Our mission: To be Earth's most customer-centric company.
Amazon has built a reputation for excellence with a mission to be the earth’s most customer-centric company, a company that customers from all over the globe will recognize, value, and trust for both our products and our service. Amazon Web Services (AWS) is carrying on that tradition while leading the world in cloud technologies.
The Escalation and Event Management (E2M) team is part of the broader AWS Support organisation and is dedicated to managing critical escalations, customer facing communications, and handling large-scale customer impacting events. E2M’s purpose is to drive operational excellence and improvements to the overall customer experience.
E2M is looking for people who are detailed, analytical thinkers as well as creative problem solvers, with a strong bias for action. You are someone who is not constrained by the notion of “how things are usually done”, and you are equally comfortable operating in the minute detail, as well as with coordinating efforts at the forty thousand foot view. You confidently act as an advocate of your customer, maintaining composure in dynamic and high pressure situations. You are comfortable working on highly technical initiatives to consistently improve the AWS customer experience. You are someone who excels at working in a dynamic environment while collaborating with some of the smartest people in the industry, and you get excited about owning critical infrastructure services that serve global customers, every second of the day!
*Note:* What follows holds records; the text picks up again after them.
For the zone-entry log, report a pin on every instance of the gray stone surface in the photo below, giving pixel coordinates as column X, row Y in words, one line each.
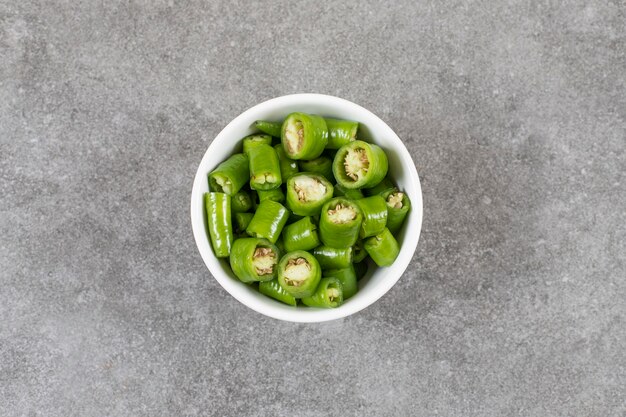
column 514, row 304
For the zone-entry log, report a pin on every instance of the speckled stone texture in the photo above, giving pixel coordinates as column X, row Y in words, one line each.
column 515, row 301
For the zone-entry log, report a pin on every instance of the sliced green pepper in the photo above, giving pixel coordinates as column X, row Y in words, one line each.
column 242, row 220
column 347, row 276
column 268, row 221
column 321, row 165
column 398, row 206
column 253, row 259
column 264, row 168
column 299, row 273
column 271, row 128
column 383, row 248
column 301, row 235
column 349, row 193
column 328, row 294
column 275, row 195
column 241, row 202
column 273, row 289
column 251, row 141
column 360, row 165
column 340, row 132
column 374, row 215
column 333, row 258
column 385, row 185
column 229, row 176
column 218, row 213
column 304, row 136
column 340, row 222
column 288, row 167
column 307, row 193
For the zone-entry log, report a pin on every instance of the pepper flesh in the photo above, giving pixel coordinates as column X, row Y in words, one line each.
column 229, row 176
column 304, row 136
column 374, row 211
column 268, row 221
column 273, row 289
column 360, row 165
column 299, row 273
column 328, row 294
column 254, row 259
column 264, row 168
column 340, row 223
column 382, row 248
column 307, row 193
column 217, row 206
column 301, row 235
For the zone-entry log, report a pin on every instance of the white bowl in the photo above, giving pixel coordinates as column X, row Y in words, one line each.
column 377, row 281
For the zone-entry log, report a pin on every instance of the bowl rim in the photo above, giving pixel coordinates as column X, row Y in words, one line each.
column 301, row 315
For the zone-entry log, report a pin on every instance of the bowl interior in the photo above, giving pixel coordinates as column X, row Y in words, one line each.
column 401, row 168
Finally, you are passionate about technology with a desire to learn more and do more with AWS.
ABOUT THE ROLE
As members of the AWS Support E2M Event Management team, we work to identify widespread and systemic customer facing problems for Amazon Web Services. We are responsible for monitoring internal tools to identify customers impacting issues. When a problem is identified, we ensure the appropriate parties are engaged to drive the resolution of the problem and act as an advocate of the customer to both report on and manage the customer experience. Because of our unique role as Escalation Engineers, we have front-and-center limitless exposure to all things AWS, including numerous leading edge technologies.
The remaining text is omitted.